We were founded by environmental groups and so our mission and political analyses have been baked in since the beginning. We take a little bit of a precautionary principle on industries that could be dangerous like fracking and oil. We’ve never invested in coal or oil because you can just tell it was going to be environmentally dangerous; you don’t need a big analysis to know that.
Some of it is just based on collaborations with the ‘sustainalytic’ analysis that MSCI does where they’re evaluating the big risks that industries are face. And then sometimes it is brand risk. We figure out where activists are campaigning and we think there is trouble and what we want to see in the fund. And that’s when we customize our analysis. So going completely and tightly fossil-fuel free was in response to the global divestment campaign in part, and what our investors were talking about and what we thought was the next step.
One of our funds had a little bit of gas in it and we had been doing [shareholder] activism and not getting anywhere and we just said ‘forget it. We’re not doing this anymore.’
Is there anything in the food and agriculture space that you are investing in or involved in right now?
We’re avoiding factory farms, and large-scale pesticide applications, so what we’re most excited about are organic lines or infrastructure that makes agricultural production more sustainable. There are some cool water irrigation systems for example. And then we, like many other sustainable investors, are invested in Whole Foods and Starbucks and Hain Celestial much of the time — so the public companies that are leading in the field. Because so much of the food work is private companies, it’s more of a private equity placement. And we’re a ’40 Act mutual fund’ so they all have to be publicly traded companies.

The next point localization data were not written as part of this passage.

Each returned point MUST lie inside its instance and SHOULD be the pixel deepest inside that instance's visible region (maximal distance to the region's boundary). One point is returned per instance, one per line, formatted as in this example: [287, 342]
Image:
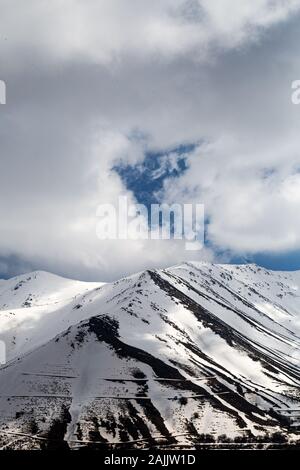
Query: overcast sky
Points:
[94, 85]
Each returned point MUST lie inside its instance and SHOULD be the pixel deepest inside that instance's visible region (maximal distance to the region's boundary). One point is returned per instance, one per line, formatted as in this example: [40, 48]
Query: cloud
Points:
[107, 32]
[92, 84]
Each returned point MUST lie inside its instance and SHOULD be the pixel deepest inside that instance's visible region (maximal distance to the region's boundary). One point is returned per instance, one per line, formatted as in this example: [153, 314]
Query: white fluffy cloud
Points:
[93, 83]
[110, 31]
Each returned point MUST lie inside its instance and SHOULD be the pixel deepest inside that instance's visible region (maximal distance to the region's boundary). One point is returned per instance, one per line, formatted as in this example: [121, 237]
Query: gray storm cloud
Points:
[86, 79]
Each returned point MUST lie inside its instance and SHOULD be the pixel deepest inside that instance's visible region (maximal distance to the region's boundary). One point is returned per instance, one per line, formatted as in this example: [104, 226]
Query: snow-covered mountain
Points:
[158, 358]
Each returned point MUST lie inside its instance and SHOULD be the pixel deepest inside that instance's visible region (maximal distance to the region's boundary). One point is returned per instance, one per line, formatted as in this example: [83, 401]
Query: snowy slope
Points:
[160, 357]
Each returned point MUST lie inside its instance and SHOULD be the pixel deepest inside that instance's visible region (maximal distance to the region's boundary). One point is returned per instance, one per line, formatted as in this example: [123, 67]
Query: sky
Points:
[169, 101]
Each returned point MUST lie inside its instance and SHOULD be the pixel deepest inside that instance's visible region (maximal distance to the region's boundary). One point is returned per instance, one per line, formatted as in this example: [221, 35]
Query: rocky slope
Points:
[173, 357]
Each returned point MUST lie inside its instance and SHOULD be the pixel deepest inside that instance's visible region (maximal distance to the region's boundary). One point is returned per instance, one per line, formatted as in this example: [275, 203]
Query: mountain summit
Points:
[171, 358]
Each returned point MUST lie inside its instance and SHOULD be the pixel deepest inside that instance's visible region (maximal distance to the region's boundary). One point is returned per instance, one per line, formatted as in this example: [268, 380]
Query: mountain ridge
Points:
[202, 347]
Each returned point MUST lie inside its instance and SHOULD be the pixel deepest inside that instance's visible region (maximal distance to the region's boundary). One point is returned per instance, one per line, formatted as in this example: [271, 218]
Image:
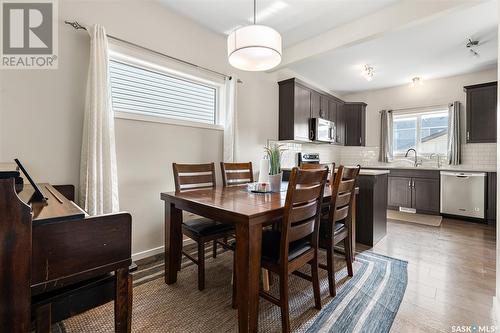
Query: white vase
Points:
[275, 181]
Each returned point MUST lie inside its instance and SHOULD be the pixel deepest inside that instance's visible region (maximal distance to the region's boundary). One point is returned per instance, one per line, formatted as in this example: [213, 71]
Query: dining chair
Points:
[337, 225]
[190, 177]
[296, 244]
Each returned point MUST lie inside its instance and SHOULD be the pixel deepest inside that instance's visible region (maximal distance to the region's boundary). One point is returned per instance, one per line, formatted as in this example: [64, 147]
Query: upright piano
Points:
[52, 250]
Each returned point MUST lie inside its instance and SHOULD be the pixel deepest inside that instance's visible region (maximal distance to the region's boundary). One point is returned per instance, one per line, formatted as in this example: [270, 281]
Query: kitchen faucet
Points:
[416, 163]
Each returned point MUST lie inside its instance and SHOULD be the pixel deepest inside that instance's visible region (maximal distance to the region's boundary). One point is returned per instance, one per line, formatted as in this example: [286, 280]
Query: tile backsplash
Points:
[479, 156]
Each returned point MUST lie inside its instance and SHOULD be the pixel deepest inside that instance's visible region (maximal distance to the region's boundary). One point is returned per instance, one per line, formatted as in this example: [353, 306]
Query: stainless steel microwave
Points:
[322, 130]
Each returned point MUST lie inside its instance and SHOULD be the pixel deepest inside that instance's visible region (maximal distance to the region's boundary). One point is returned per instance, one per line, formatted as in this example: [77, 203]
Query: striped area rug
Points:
[367, 302]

We make as much, if not more impact through our shareholder engagement. We’re part of the [Farm Animal Investment Risk & Return Initiative] (FAIRR) network and work with them really closely. The difference at the moment is that they’re more of a network and we’re the investor that holds the stock and can do the filings.
Having worked in the nonprofit field before on corporate campaigns, and moving over to being an investor, it is markedly different. You really are approaching it from a different place. You are really making the case to a company about why it makes sense for them to change. Companies do change in response to direct pressure as well, but it is a different conversation and you have different standing. We are not looking for the companies to do poorly; we actually believe that if they make these changes, they will be better prepared to stay competitive both short-term, but also long-term, because we think that the companies that are sustainable are better investments.
What are some of your shareholder engagement successes?
The most recent work we’ve done is around antibiotics. Getting Panera to adopt a cage-free egg policy two years ago was one thing we did. Working to protect public health, we’ve been successfully working with Starbucks and Jack in the Box to get them to adopt a policy and get them on the pathway to getting rid of antibiotics throughout their supply chains starting with poultry. With both of the companies, it was something that they were thinking about anyway, but having one of their investors talk to them about it and bring the issue to their attention and then ask for a reaction on a particular timeline.
What about returns? Does it pay to invest this way?
[Our funds] are real mutual funds that people use to save for their retirement. The track record speaks for itself. There are studies that say that incorporating these environmental, social and governance (ESG) factors is another really good way to evaluate companies and investments. There are even studies on investing fossil fuel-free in which you can potentially benefit from investing fossil fuel free and that’s the thing we’ve harped on the most in terms of investment strategy at the moment.